Experts agree that the best way to protect your personal data online is to use a strong password and store it in a password manager. A password manager is essential, too, since it’s impossible to remember long and complicated passwords that are different for each account you use.
But while this will prevent your passwords from being guessed by a hacker, or cracked using sophisticated ‘brute force’ software, it won’t stop your password from leaking if someone hacks the online service in question.
Most services have measures in place to prevent this, but it’s still advisable to take your own extra security measures to prevent even a leaked password from being useful to a hacker.
No code, no access
That’s why many online services offer an extra later of security called two-factor verification. In addition to your password (the first ‘factor’), this asks for an extra piece of information (the second ‘factor’) before you can gain access to your account — usually a simple numeric code.
The crucial part is that this code is random, changes every few minutes and is generated by something only you have access to, such as an app on your smartphone. That means even if your password is compromised, no one can access your online account without also having access to your smartphone.
Verification made easy
Many major online services support two-factor verification (sometimes called two-factor authentication or login approval), including Google, Facebook, Microsoft and PayPal. They all work in much the same way, but while most rely on an app to generate verification codes on demand, a few use a text message sent to your mobile phone.
Incidentally, once enabled, you don’t have to use two-factor verification every time you want to access an online account. Most services allow you to ‘trust’ a computer so that you only need to enter the additional code once.
Microsoft has even included a similar feature in Windows 10 in the form of a PIN code, which means you don’t have to enter your complicated Microsoft account password each time you log into your PC. You’ll find this option at Start > Settings > Accounts > Sign-in options.
Turning on two-factor verification
While the exact steps are different for every online service, setting up two-factor authentication almost always involves going to your account settings, enabling the feature and completing a test verification.

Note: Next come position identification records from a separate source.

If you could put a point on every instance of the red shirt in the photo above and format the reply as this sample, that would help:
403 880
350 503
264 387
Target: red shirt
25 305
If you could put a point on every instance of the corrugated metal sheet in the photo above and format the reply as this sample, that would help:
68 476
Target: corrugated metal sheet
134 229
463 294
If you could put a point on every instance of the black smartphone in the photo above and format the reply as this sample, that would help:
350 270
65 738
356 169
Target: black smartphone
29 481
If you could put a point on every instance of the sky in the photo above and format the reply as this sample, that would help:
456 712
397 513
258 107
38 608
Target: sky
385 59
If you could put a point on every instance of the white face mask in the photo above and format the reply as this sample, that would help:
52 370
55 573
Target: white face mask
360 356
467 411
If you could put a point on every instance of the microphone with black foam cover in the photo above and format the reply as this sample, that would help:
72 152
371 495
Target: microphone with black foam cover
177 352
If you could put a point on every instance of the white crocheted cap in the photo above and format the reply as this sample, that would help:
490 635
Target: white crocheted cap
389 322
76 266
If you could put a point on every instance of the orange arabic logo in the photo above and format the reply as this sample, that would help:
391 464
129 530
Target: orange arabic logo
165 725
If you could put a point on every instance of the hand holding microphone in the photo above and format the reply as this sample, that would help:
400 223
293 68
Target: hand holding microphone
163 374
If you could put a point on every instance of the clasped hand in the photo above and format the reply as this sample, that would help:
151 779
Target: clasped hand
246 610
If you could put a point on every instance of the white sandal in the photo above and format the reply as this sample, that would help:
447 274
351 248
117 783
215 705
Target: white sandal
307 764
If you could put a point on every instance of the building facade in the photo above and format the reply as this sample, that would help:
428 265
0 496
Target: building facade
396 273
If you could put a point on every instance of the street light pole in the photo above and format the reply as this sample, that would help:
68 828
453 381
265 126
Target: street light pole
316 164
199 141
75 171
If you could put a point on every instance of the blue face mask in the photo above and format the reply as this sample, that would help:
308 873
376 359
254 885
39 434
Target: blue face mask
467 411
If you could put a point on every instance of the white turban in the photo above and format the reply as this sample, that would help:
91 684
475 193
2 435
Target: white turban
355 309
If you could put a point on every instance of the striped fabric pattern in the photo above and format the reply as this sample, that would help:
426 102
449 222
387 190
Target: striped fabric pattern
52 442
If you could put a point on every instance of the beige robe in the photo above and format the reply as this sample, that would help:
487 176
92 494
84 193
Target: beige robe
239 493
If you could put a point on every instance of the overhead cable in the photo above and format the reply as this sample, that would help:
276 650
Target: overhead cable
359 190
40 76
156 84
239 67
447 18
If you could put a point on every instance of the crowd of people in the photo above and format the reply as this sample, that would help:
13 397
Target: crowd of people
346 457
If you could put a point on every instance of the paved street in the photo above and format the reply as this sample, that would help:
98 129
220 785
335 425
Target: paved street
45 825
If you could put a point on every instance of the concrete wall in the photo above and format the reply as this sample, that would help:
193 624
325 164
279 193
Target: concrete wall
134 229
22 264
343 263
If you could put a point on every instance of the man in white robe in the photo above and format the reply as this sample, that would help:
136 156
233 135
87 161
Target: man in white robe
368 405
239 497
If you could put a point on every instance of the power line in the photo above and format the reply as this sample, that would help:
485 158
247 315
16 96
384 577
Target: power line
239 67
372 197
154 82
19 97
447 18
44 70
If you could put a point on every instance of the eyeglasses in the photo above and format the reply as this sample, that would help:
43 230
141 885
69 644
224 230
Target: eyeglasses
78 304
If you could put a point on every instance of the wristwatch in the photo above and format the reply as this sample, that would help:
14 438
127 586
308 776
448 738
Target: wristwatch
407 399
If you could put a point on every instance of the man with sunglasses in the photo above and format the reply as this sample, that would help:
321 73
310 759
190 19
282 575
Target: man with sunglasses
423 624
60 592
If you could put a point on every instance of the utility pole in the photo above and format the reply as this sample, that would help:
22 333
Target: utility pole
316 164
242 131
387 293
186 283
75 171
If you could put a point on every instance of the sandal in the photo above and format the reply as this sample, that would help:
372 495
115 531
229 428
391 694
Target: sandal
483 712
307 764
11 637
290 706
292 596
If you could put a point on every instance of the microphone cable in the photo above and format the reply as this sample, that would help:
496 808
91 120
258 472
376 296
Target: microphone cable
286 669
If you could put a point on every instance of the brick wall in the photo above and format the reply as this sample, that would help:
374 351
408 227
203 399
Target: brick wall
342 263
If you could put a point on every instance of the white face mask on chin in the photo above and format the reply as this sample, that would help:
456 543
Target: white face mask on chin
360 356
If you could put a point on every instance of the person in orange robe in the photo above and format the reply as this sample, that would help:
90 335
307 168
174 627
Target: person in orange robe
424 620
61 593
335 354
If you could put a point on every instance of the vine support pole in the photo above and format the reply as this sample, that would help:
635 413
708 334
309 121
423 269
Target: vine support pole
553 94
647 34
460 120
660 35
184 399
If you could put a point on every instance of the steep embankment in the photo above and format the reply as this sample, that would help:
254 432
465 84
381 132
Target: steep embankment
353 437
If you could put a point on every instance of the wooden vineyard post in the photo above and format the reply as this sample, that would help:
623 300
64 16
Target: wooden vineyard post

Some services also provide a backup code so you can gain access to your account if you lose your code generator (your phone might be stolen, for example). This is something you need to save in a safe place, for obvious reasons — that’s where a password manager app comes in handy.

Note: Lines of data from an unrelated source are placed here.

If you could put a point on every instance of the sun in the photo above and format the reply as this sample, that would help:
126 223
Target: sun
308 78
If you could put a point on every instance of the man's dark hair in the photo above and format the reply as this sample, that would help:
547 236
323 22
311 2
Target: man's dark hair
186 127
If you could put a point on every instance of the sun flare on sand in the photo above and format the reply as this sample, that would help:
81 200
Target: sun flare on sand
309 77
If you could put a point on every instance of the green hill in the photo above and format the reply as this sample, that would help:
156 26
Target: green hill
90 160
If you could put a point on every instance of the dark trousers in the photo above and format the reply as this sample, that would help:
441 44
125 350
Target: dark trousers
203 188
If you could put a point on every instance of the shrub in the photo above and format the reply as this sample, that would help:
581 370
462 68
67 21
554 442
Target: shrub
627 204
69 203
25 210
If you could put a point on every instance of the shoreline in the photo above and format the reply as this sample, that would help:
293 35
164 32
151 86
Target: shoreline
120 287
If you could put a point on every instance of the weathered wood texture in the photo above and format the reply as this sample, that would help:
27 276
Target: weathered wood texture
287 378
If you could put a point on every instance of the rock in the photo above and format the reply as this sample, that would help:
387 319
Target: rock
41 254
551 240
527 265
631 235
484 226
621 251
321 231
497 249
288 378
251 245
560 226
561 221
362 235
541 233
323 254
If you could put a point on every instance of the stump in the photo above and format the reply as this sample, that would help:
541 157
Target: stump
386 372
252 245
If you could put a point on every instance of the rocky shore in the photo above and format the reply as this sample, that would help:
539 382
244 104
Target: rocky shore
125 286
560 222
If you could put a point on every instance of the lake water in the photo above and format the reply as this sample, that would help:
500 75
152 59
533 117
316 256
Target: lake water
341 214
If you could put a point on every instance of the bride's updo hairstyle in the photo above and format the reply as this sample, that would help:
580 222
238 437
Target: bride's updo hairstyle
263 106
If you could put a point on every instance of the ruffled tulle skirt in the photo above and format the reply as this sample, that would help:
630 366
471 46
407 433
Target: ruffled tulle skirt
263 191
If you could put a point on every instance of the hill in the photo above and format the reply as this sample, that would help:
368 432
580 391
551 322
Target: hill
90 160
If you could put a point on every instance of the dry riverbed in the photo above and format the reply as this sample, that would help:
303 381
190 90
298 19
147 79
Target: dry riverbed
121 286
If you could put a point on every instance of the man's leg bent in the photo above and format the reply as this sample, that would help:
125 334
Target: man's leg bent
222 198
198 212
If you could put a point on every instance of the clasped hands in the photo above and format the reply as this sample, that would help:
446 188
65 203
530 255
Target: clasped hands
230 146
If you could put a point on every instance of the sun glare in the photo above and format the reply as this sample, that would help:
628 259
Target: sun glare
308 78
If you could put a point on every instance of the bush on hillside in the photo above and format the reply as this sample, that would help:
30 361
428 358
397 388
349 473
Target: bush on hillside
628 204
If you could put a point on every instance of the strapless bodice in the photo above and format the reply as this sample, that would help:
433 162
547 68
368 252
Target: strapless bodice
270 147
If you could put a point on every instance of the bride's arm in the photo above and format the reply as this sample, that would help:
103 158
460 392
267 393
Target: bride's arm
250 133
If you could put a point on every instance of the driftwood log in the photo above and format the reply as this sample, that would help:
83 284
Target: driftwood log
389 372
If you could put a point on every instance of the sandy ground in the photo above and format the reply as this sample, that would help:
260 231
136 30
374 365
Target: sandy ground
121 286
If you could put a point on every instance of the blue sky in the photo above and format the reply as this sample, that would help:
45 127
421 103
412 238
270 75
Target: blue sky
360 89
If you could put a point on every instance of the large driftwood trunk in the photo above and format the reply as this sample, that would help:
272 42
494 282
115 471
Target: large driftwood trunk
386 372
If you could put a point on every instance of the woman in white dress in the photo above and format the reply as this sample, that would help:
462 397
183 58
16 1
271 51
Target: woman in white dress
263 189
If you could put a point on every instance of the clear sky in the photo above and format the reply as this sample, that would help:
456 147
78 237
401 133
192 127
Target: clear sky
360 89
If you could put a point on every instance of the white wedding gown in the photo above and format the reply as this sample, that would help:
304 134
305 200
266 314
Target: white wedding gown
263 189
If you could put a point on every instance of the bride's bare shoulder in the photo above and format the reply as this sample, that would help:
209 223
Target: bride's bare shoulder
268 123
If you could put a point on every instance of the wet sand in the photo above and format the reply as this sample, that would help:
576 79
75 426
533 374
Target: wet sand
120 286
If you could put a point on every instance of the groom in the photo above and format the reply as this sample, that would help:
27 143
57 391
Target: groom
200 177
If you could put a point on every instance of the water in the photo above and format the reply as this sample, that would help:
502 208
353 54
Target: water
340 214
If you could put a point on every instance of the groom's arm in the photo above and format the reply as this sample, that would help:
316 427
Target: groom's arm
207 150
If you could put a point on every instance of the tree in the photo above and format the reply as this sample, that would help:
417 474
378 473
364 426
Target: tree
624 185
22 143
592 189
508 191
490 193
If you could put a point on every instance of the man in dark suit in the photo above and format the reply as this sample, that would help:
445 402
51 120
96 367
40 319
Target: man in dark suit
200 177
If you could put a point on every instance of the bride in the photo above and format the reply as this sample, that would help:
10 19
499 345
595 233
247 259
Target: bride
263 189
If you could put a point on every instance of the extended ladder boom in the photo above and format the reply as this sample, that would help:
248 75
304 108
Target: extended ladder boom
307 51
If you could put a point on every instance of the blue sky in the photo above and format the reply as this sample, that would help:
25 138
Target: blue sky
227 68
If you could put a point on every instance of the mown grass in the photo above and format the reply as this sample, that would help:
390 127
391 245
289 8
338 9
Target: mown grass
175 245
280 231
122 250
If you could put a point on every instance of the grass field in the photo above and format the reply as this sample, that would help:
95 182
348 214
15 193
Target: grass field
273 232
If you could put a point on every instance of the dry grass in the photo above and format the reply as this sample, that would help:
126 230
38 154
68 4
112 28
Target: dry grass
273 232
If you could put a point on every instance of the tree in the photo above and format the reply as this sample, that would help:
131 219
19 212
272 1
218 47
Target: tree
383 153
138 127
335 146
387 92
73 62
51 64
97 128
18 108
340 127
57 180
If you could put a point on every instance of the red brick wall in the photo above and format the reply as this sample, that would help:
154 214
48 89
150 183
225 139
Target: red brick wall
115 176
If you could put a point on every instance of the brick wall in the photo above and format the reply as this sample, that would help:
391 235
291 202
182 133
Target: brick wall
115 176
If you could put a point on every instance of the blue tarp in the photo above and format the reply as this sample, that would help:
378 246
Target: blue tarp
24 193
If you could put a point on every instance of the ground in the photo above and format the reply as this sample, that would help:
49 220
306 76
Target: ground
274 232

You can see a list of services that support two-factor verification at the Two Factor Auth site and here are direct links to set-up pages for popular online services — you’ll need to log in to each service to see the relevant page:
- Microsoft account (look under Two-step verification)
- Twitter (look under Log in with code)
Get the Google Authenticator app
Services that use a smartphone app to generate verification coded may use an app of their own, but most rely on Google’s Authenticator app.
Available for Android and Apple devices, this lets you scan an on-screen QR code using your smartphone for the service in question, which then gets added automatically to the app’s list. Then you just need to launch the app whenever you need to generate a code and find the service you want.
Why you might need a unique app password
That’s really all there is to setting up and using two-step verification, but there is an extra complication. Some of the software you run on your computer or smartphone to connect to online services won’t support two-factor authentication, which means they won’t work once this security feature is enabled.
If you use an email application with a webmail account (rather than check email in a web browser), for example, it may not work when two-factor verification is enabled unless it offers a way to enter a verification code. if not, there is a solution.
Services that work with other software (Gmail, for example) can generate one-off app passwords you use instead of your existing password and verification code combination, where required. So once an app password has been substituted in the application concerned, it will work again — and that app password won’t work anywhere else.